Nulling gradients ensures that they don’t accumulate over time and cause large changes in the weights that do not correspond to the current state of the model. Because of the sequential nature of RNNs (each step is dependent on the previous steps), backpropagation takes a lot of time and memory. This makes nulling gradients even more important!
Turing-Complete
RNNs are Turing-complete, which means that they can represent any program. In other words, RNNs can perform any computable function. This is a parallel to how CNNs were able to approximate or represent functions given some fixed number of inputs by the Universal Approximation Theorem. In stricter terms, for every algorithm, there is at least one finite RNN that can implement it. The RNN takes in and returns binary data. These RNNs have a fixed number of iterations and are structured like the simple RNN we saw earlier. These will have a piecewise linear approximation of a sigmoid as an activation function. The slope of the function will always be zero or undefined, and this corresponds to no learning. As a result, weights and biases have to be predetermined. This means that the structure of a RNN is conducive to representing any program, without having to learn to approximate it. As an exercise, we will manually determine the weights and biases for the RNN to solve the even-odd sequence classification from above.
Variations of RNNs
Lastly, there are some variations in how RNN cells are formulated. Some don’t apply an activation function to the output. Some first compute output as a function of the current state and input, and then update the current state to be this output. The structure of the RNN we looked at is from around the 1990s, and a lot of progress has been made since.

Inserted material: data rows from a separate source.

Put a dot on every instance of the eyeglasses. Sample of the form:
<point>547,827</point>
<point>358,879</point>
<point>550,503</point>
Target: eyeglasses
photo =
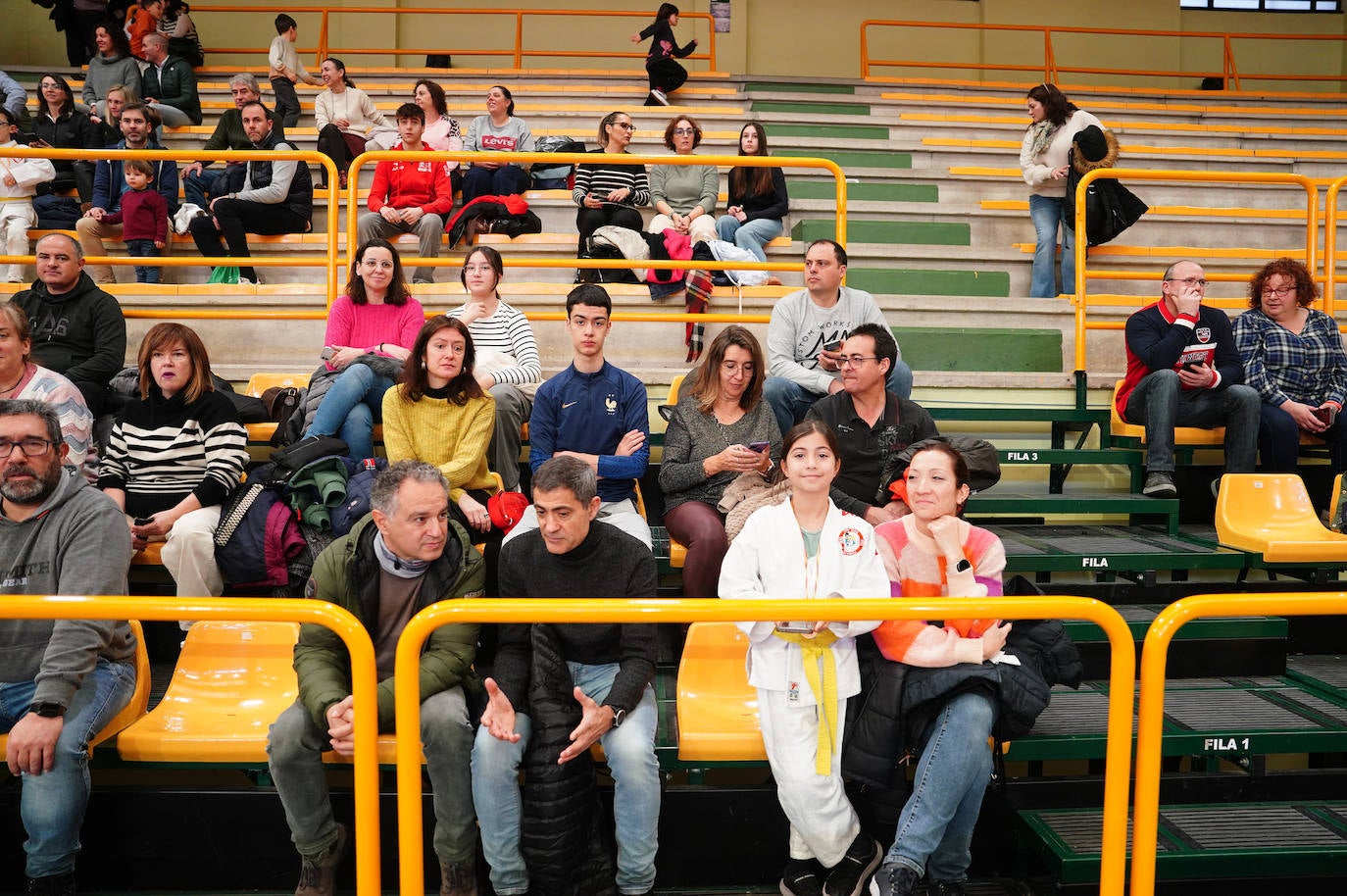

The Vanilla RNN was many-to-one in that it took in the input of a digit at each iteration and produced a one-digit end result signifying even/odd (we ignored the outputs of the previous iterations). We could implement a one-to-many RNN. An example of a use for one is taking in one image and outputting a variable length caption. Another option is the many-to-many, which takes in inputs during multiple iterations and outputs during multiple iterations as well. An example of this is the sequence-tagging from above. The RNN we used for the sequence classifying could be one as well, if we were interested in the evenness of the sequence at each iteration.
The key similarity between all RNNs is that output is ultimately a function of input and a hidden state which is dependent on previous inputs.